Image: The Crypto Sight
Jack Dorsey is to launch a DeFi product on Bitcoin on November 19. This comes amid the recent big Bitcoin update that is game-changing for smart contracts.
Taproot, the first major Bitcoin update since 2017, was fully activated on the Bitcoin network on November 13. It added something known as Schnorr signatures, which essentially makes multi-signature transactions unreadable. This will make simple transactions indistinguishable from more complex multi-signature transactions. Among other things, these enhanced signatures are also game-changing for smart contracts, which are self-executing agreements that are stored on the blockchain. Taproot makes smart contracts cheaper and smaller in terms of their blockchain space. Thus, Bitcoin can become a more important player in the DeFi world.
Cryptosrus noted that Dorsey announced last week that TBD will release its whitepaper on November 19, and all signs point to it being a DeFi project on Bitcoin. DeFi on Bitcoin, with execution on the base layer, could be coming soon, and it appears Dorsey was waiting for Taproot before the whitepaper drops.

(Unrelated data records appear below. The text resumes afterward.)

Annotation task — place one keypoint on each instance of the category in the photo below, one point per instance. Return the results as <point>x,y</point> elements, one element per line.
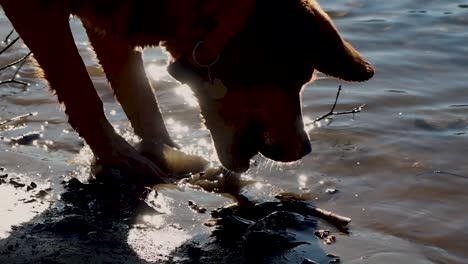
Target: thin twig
<point>21,61</point>
<point>17,118</point>
<point>9,45</point>
<point>16,62</point>
<point>7,38</point>
<point>332,113</point>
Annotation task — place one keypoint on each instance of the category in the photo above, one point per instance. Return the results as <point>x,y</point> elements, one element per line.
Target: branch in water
<point>21,62</point>
<point>17,118</point>
<point>333,113</point>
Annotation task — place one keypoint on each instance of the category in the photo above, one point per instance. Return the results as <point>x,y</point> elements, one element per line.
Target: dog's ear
<point>331,54</point>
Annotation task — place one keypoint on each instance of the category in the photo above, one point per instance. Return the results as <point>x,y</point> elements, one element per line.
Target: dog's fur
<point>263,67</point>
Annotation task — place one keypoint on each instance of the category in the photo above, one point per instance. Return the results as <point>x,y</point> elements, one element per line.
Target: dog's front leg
<point>124,68</point>
<point>45,30</point>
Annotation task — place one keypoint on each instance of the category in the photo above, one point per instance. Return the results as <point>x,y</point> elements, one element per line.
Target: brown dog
<point>247,61</point>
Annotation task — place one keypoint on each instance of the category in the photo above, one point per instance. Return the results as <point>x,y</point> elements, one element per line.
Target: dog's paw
<point>125,163</point>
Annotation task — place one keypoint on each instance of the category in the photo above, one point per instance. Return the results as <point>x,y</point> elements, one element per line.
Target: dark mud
<point>90,223</point>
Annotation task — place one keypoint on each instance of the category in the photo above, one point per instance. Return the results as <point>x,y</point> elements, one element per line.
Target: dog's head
<point>264,68</point>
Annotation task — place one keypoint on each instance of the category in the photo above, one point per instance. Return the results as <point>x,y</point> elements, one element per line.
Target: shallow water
<point>399,166</point>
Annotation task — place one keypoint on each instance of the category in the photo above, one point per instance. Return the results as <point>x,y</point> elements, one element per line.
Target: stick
<point>17,118</point>
<point>9,45</point>
<point>8,36</point>
<point>332,113</point>
<point>21,61</point>
<point>335,219</point>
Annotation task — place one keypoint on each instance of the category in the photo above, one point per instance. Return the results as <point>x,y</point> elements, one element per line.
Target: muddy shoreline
<point>91,223</point>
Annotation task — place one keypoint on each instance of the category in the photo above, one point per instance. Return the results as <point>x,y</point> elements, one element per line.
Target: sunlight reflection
<point>155,245</point>
<point>302,180</point>
<point>156,72</point>
<point>259,185</point>
<point>156,221</point>
<point>186,93</point>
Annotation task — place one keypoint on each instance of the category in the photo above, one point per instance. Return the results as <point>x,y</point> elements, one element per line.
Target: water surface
<point>400,165</point>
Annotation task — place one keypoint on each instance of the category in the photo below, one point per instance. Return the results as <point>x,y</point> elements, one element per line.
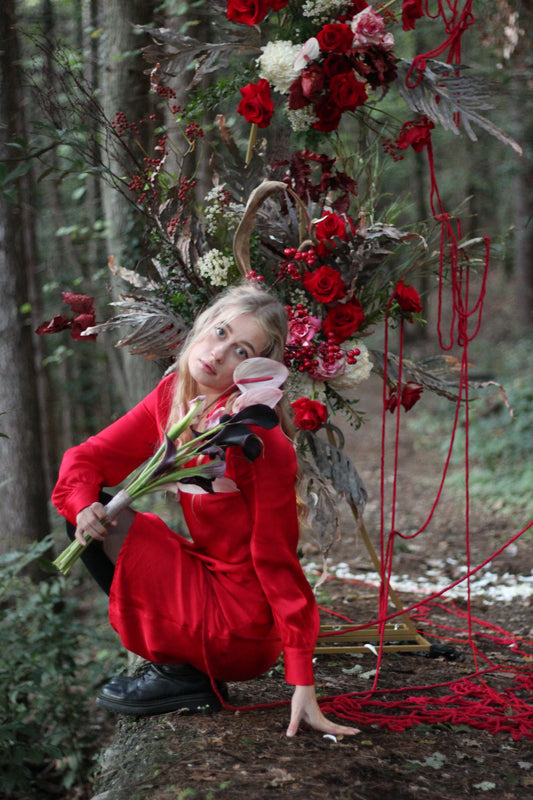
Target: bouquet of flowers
<point>201,461</point>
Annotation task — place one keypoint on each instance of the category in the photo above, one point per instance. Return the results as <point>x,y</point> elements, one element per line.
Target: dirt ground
<point>245,754</point>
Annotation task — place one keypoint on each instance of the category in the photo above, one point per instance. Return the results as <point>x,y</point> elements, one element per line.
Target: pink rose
<point>302,329</point>
<point>369,28</point>
<point>335,38</point>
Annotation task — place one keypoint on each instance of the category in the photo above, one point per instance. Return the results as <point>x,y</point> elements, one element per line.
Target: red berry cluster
<point>291,266</point>
<point>186,185</point>
<point>136,184</point>
<point>351,356</point>
<point>253,276</point>
<point>193,131</point>
<point>172,225</point>
<point>154,164</point>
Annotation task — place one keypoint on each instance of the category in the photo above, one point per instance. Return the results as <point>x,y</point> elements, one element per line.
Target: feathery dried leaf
<point>241,241</point>
<point>446,95</point>
<point>157,332</point>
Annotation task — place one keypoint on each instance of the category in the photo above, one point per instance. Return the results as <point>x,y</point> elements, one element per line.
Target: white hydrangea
<point>276,65</point>
<point>354,373</point>
<point>216,267</point>
<point>301,119</point>
<point>321,11</point>
<point>218,211</point>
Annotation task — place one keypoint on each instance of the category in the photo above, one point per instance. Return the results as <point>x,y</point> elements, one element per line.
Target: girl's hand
<point>305,707</point>
<point>92,520</point>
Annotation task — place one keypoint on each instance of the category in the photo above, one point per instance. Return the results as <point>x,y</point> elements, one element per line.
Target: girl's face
<point>214,356</point>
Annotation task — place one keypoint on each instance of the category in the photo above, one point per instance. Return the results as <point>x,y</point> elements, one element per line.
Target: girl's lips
<point>207,367</point>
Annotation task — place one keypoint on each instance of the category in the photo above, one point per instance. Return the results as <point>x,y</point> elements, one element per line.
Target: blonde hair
<point>267,311</point>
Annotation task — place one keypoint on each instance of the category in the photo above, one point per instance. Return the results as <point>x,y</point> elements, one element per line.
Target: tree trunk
<point>522,76</point>
<point>126,89</point>
<point>24,499</point>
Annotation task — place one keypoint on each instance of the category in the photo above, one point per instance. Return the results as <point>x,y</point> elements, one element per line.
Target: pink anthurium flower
<point>258,380</point>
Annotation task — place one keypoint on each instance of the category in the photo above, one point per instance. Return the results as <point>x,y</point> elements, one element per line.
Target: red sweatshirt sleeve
<point>270,494</point>
<point>110,456</point>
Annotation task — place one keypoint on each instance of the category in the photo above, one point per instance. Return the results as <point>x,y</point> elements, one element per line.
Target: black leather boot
<point>160,689</point>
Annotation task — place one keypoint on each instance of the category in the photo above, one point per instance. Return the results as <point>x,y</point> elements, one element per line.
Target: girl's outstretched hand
<point>305,707</point>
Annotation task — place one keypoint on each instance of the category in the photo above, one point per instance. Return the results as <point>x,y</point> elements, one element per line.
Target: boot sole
<point>190,704</point>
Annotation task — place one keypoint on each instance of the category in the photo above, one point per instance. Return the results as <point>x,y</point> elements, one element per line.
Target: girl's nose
<point>218,352</point>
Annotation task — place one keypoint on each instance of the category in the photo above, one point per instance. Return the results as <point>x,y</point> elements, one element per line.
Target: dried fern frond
<point>176,51</point>
<point>447,96</point>
<point>157,332</point>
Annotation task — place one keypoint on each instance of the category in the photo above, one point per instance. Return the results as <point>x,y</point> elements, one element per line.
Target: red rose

Many in the crypto community assumed that Dorsey was waiting for the Taproot update to implement some kind of DeFi protocol in Bitcoin. Before the update was activated, this could not be done. While this cannot be confirmed at this time, conjecture continues to circulate in the community. Since Dorsey is a Bitcoin maximalist, he is expected to want to use only Bitcoin.
It is clear that the new project is focused on Bitcoin and DeFi. When announced in July, Dorsey said TBD would be “focused on building an open developer platform with the sole goal of making it easy to create non-custodial, permissionless, and decentralized financial services.” The project is in addition to the Bitcoin hardware wallet he is developing. In a tweet in late August, Dorsey hinted that TBD would be doing something like a decentralized exchange for Bitcoin.
The lead of the project at Square, Mike Brock, said: “This is the problem we're going to solve: make it easy to fund a non-custodial wallet anywhere in the world through a platform to build on- and off-ramps into Bitcoin...You can think about this as a decentralize exchange for fiat." With Taproot, smart contracts will be possible on Bitcoin, but not “fully expressive,” like on other Layer 1's. There is a debate as to just what is possible in terms of smart contracts.